By Ahmed Rasheed
BAGHDAD, Nov 12 (Reuters) - Iraq’s Majnoon oilfield, operated by Royal Dutch Shell, is expected to hit output above 200,000 barrels per day (bpd) in the third quarter of 2013 - above the level needed to start recovering costs, Shell’s 2013 programme for Majnoon said.
The company’s outlook is positive news for Iraq’s government whose oil policy has been damaged by news that Exxon Mobil Corp. will pull out of a major oilfield project and shift its attention to the country’s autonomous Kurdistan region.
Majnoon, one of the OPEC member’s major fields, started a shutdown in June for maintenance and to bring new production facilities online.
Under the Majnoon development plan for 2013, Shell has submitted a budget of $1.384 billion as a “total recoverable cost” for field development, a copy of the programme obtained by Reuters showed.
Operations at the field are expected to resume in the first quarter of 2013 with output of 44,600 bpd and 50,200 bpd in second quarter. Shell is targeting 201,700 bpd output there in the third quarter and 202,700 bpd in the fourth.
Shell and minority partner Petronas of Malaysia, won the Majnoon service contract by promising to boost the largely undeveloped field to 1.8 million bpd for a fee of $1.39 a barrel, though it started talks with Baghdad this year to reduce the target at the super-giant field to 1 million barrels per day.
Under the contract the consortium should reach a 170,000 bpd output - its so called First Commercial Production level - to trigger it to retrieve investment costs.
“The scope of work for First Commercial Production involves following key elements: production optimisation from the existing well stock, drilling of 18 new wells and de-bottlenecking and upgrading of existing facilities,” the Majnoon development programme showed.
Production at the field was around 45,000 bpd when Shell took over in 2010. Shell has since spent around $1 billion, and planned to invest another $1 billion in 2012.
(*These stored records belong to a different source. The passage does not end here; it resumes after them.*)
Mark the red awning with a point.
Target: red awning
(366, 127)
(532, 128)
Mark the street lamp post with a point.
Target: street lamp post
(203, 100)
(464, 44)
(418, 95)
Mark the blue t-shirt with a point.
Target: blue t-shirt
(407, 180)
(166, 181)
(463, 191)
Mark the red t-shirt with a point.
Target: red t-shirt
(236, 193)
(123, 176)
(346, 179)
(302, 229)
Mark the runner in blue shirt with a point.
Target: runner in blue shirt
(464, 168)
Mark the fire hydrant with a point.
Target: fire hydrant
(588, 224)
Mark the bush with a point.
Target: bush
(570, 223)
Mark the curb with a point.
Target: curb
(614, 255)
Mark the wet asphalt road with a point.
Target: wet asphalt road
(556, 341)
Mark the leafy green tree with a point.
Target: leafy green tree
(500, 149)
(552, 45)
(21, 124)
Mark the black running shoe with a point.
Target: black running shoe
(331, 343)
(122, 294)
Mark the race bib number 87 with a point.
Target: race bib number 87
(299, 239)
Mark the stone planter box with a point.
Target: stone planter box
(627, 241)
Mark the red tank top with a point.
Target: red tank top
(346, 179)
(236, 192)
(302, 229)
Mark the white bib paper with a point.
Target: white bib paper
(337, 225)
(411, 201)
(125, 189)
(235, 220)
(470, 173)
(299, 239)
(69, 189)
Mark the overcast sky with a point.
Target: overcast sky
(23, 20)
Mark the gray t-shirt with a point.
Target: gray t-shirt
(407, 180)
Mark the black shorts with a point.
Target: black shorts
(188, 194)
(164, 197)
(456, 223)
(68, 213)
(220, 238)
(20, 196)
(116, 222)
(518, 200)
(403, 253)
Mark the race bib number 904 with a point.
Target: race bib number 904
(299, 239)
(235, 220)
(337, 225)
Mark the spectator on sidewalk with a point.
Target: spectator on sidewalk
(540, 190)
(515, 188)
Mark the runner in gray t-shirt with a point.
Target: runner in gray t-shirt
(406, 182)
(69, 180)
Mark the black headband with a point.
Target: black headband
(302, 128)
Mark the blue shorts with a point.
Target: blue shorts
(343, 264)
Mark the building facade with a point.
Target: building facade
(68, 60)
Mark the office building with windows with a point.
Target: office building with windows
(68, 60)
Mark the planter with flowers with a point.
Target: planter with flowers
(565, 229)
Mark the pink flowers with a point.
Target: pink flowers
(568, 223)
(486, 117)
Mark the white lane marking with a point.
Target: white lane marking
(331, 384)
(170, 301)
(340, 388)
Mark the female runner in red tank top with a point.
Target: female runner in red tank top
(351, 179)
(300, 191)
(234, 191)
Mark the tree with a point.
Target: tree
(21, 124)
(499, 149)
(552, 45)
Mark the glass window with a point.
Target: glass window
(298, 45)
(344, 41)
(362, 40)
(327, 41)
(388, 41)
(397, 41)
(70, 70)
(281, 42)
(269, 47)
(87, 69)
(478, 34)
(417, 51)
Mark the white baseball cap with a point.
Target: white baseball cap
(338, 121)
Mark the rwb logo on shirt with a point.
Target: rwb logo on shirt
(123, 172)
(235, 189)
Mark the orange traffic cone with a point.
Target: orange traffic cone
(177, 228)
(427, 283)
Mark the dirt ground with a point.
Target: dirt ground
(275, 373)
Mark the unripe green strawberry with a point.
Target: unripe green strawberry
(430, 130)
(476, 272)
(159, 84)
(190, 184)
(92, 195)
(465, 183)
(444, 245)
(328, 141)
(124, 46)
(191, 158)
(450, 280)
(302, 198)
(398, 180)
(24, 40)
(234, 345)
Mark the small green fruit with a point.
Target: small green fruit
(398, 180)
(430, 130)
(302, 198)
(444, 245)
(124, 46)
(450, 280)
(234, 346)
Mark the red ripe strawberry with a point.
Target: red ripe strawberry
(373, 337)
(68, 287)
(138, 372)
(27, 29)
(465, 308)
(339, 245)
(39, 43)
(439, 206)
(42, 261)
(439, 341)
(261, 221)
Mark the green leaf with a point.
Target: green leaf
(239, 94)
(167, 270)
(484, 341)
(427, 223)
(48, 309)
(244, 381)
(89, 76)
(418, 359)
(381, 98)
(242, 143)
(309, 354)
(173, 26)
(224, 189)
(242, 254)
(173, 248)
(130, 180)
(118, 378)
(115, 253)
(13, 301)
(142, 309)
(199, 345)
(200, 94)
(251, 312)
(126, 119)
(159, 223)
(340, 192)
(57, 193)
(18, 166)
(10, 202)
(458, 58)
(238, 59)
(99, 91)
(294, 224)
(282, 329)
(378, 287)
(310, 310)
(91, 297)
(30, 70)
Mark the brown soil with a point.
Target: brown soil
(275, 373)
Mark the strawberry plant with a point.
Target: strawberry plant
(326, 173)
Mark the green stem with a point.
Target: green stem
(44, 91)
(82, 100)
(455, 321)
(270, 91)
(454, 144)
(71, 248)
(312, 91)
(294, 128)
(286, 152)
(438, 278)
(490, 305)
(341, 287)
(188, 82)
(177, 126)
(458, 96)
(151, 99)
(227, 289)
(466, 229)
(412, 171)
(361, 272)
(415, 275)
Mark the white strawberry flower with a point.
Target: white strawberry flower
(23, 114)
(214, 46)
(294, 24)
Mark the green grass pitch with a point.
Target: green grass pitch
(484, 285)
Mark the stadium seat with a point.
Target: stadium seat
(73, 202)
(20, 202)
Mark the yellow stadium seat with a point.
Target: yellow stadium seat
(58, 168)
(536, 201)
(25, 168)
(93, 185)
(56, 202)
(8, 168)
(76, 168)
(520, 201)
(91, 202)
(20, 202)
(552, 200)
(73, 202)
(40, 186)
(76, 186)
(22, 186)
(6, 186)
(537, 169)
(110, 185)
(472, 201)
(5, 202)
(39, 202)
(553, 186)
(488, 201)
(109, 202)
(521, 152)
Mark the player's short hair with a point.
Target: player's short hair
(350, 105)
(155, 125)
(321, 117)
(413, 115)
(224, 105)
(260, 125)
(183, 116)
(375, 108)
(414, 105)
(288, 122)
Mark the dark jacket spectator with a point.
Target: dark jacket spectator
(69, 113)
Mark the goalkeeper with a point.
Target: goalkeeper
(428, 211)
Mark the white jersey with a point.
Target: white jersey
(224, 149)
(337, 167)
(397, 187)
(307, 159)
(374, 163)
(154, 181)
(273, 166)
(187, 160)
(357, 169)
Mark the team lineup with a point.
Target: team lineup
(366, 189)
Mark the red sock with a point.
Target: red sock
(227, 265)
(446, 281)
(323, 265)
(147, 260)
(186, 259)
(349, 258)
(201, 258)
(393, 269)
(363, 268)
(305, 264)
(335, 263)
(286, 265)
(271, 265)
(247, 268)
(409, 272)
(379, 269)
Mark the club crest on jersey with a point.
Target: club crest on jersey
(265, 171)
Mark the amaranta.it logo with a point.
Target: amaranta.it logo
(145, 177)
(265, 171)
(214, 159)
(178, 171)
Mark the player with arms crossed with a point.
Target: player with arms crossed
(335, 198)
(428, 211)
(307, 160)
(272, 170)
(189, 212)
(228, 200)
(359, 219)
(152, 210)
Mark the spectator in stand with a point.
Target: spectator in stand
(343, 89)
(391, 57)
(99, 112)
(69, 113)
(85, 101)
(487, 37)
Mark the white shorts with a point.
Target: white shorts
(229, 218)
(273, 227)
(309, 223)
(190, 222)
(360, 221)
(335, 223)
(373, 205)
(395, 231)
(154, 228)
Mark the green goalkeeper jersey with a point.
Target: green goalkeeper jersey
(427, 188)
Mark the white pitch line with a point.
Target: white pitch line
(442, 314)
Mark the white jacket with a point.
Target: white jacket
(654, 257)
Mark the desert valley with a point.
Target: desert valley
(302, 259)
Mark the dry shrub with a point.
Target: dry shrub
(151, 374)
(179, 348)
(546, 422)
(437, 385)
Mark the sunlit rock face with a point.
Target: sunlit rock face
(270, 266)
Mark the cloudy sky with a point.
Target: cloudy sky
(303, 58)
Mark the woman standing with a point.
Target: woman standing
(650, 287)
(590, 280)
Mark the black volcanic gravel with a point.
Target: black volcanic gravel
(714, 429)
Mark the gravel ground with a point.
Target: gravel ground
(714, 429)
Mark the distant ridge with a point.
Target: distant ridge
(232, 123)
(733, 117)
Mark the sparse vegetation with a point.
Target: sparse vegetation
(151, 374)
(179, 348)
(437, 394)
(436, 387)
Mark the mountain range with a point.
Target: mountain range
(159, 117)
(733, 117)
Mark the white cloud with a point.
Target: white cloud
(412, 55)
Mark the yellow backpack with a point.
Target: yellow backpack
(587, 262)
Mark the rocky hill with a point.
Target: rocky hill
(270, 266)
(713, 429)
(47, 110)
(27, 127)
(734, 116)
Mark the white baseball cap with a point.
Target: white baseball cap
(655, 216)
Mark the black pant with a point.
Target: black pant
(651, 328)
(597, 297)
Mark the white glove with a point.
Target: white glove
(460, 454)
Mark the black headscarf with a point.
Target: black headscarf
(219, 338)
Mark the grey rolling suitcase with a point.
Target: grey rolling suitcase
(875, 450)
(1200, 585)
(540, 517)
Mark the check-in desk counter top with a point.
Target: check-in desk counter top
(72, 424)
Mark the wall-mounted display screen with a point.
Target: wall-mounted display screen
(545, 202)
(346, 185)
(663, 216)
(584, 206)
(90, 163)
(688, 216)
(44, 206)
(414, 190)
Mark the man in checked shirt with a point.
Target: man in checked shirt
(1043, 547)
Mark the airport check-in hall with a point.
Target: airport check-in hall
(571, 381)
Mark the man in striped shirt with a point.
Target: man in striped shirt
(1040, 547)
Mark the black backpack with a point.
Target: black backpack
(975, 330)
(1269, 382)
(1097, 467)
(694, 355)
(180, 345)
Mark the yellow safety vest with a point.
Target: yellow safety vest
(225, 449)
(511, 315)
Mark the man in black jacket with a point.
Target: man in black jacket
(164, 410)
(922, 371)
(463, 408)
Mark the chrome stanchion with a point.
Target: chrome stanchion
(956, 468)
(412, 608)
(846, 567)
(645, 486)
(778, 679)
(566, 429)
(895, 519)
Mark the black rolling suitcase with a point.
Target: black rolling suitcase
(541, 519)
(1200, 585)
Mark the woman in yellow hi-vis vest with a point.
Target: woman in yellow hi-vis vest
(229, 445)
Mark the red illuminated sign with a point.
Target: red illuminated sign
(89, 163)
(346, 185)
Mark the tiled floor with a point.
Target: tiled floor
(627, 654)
The programme said that at the end of this year 14 wells would have been completed and this process would replace existing wills contaminated with water.
“By the end of 2012, 14 wells are expected to have been completed, including 3 wells to be drilled by a Schlumberger rig, thereby offsetting wet production wells in the existing well stock,” the development program showed.
The 12.6 billion barrel Majnoon field is one of the main fields alongside Rumaila, West Qurna Phase One and Zubair, that Iraq is developing with foreign companies in the south of the country as it recovers from years of war and sanctions.